In the 1530s, just under 200 Spanish soldiers armed with swords, pikes, halberds, blunderbusses and other scary-sounding weapons (you can just picture someone being quartered with a halberd) sailed down the western coastline of South America and invaded the Inca empire in what is now Peru. The Spaniards were a vicious collection of mercenaries led by a former swineherd named Francisco Pizarro. The Incas were a civilization of 20 million people who worshiped their ruler (the "Inca" himself) as divine. The Inca at that time was a man named Atahualpa.
Atahualpa knew the Spanish were up to no good, but decided to pay them a personal visit, both as a formal courtesy and to get a measure of their forces. With great fanfare he was carried on a throne of gold into the Spanish camp. But he never had a chance to chat amicably with Pizarro because the Spaniards pounced on him, bound him with chains and locked him up.
So now you'd figure the rest of the Inca army, thousands of armed men not far away, would rush forward and turn this little band of Spaniards into paella. Not so. The army did nothing. The invaders went on to loot the empire of unimaginable stores of gold.
Why were the Incan troops so passive?
One answer you sometimes hear is that the firearms and horses of the Europeans intimidated the Incas. That's partly true; the Incas had never seen a weapon that could kill at a distance, and horses were unknown. This small band of soldiers managed to slaughter at least 2,000 natives. But an alternative view is that the ant-like society of the Incas -- a single leader ruling over a vast communal enterprise with no concept of the individual -- led to disaster when the leader was captured, when "the charm that might have held the Peruvians together was dissolved," as William H. Prescott wrote in "The Conquest of Peru."

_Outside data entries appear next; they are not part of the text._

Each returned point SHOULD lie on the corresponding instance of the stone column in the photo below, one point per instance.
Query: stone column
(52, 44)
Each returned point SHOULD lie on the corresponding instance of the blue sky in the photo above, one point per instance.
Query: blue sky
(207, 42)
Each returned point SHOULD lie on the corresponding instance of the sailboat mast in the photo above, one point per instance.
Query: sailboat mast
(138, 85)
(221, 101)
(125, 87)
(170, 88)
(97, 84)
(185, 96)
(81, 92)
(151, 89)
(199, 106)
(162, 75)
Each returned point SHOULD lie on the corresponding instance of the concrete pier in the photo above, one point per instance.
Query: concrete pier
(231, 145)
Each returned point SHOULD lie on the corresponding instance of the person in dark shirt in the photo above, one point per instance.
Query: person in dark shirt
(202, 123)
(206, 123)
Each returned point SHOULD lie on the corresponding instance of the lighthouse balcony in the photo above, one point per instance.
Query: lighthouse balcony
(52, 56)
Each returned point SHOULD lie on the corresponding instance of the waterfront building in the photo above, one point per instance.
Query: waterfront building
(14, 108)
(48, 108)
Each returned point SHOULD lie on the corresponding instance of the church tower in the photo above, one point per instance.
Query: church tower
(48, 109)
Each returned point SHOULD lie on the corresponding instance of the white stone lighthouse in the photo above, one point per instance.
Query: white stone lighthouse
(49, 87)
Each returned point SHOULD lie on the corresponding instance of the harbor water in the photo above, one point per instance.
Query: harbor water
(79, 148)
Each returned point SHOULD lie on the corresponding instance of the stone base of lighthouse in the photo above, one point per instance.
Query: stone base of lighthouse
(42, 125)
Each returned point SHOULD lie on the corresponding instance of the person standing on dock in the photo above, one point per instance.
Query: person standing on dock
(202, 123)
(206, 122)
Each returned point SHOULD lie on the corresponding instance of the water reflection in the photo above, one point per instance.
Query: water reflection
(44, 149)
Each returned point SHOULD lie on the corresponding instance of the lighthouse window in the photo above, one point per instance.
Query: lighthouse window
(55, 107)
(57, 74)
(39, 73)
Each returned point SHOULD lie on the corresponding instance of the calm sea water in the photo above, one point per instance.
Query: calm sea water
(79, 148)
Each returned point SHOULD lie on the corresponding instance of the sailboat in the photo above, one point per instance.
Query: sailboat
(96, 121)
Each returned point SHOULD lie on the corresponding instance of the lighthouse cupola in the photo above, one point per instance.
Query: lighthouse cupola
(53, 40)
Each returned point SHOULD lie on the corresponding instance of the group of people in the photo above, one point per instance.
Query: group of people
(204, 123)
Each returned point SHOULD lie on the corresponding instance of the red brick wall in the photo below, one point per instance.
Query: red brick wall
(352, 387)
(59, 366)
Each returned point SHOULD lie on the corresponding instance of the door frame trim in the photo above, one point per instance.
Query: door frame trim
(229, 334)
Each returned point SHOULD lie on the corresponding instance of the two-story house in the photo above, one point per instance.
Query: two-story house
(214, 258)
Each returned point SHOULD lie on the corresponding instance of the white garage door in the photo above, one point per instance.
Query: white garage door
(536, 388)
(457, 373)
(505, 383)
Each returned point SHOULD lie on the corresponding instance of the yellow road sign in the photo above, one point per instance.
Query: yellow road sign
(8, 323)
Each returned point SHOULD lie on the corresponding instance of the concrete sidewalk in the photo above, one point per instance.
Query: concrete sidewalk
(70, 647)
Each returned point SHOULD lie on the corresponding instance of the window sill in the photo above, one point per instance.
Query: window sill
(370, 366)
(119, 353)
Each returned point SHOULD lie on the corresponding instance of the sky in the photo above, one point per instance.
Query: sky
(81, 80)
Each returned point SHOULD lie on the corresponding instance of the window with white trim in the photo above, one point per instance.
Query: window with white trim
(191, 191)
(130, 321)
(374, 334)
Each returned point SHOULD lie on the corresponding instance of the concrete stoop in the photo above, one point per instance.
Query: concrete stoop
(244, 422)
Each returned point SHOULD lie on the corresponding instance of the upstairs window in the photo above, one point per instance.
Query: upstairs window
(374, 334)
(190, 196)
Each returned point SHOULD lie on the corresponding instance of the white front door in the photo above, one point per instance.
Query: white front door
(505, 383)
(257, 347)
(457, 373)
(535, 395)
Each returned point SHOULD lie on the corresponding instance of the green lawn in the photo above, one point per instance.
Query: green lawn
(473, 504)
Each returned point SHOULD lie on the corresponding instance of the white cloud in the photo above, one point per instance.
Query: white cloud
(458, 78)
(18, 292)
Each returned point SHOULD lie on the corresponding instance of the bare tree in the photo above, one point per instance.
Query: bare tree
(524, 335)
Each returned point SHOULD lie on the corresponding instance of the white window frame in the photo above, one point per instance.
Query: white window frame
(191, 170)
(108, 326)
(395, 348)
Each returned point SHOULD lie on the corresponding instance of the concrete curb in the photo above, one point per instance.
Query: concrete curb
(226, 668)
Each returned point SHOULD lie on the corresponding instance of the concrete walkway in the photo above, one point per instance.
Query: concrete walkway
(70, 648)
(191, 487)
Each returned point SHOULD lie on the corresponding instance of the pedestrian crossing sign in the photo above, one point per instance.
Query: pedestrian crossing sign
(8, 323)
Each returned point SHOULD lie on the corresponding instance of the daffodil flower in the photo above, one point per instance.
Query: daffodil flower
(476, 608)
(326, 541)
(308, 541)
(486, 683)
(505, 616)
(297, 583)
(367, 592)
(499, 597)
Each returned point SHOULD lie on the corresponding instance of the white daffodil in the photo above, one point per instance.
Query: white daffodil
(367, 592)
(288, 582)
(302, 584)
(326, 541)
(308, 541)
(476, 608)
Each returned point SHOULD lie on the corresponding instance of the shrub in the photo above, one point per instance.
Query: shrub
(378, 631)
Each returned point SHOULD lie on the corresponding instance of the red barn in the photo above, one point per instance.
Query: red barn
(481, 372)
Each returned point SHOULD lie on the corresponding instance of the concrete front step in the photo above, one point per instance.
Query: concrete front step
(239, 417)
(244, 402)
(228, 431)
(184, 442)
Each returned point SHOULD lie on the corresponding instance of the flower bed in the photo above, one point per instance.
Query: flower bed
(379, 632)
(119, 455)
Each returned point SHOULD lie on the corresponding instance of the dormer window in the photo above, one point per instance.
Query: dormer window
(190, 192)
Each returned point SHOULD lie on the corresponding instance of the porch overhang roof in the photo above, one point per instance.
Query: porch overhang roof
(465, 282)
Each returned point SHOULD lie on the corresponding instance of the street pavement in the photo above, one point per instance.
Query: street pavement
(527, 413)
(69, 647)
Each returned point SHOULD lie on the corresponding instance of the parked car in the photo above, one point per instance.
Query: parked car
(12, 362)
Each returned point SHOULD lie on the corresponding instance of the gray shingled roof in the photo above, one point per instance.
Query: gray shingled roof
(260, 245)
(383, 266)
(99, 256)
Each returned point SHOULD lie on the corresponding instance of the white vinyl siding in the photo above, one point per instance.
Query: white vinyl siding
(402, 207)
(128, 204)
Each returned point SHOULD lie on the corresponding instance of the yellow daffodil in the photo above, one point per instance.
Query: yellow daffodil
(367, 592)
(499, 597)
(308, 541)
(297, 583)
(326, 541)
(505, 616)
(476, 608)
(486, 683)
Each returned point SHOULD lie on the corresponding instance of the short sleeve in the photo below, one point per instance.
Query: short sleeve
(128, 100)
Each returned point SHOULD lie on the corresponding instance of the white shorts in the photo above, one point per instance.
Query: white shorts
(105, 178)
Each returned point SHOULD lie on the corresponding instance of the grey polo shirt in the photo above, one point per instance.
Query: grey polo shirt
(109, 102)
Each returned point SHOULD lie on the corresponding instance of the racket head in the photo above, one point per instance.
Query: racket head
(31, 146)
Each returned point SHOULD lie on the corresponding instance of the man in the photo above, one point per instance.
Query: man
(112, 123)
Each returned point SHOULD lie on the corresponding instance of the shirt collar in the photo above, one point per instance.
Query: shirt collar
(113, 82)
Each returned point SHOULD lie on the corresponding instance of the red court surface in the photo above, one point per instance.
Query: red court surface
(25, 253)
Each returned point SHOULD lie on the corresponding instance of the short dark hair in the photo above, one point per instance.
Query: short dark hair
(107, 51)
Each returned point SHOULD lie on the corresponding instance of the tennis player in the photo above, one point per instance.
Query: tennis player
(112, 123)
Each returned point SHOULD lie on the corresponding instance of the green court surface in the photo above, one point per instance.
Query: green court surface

"Those Indians who let themselves be knifed or blown up into pieces that somber afternoon in Cajamarca Square lacked the ability to make their own decisions either with the sanction of authority or indeed against it and were incapable of taking individual initiative," the Peruvian novelist Mario Vargas Llosa wrote recently in Harper's magazine.
Oh yes, you might want to know what happened to Atahualpa. Pizarro wanted to burn him alive. But the Spanish were religious people, so they decided on a compromise. They baptized Atahualpa, so he'd be a Christian, with all the afterlife perks. Then they strangled him.
A reader says he knows why Q-Tips boxes started running a warning in the early 1970s saying that you shouldn't put them in your ear: About that time, he says, a friend of his was cleaning out his ear with a Q-Tip when the phone rang. Well, we won't go into any other details except to say that Q-Tips and telephones don't mix.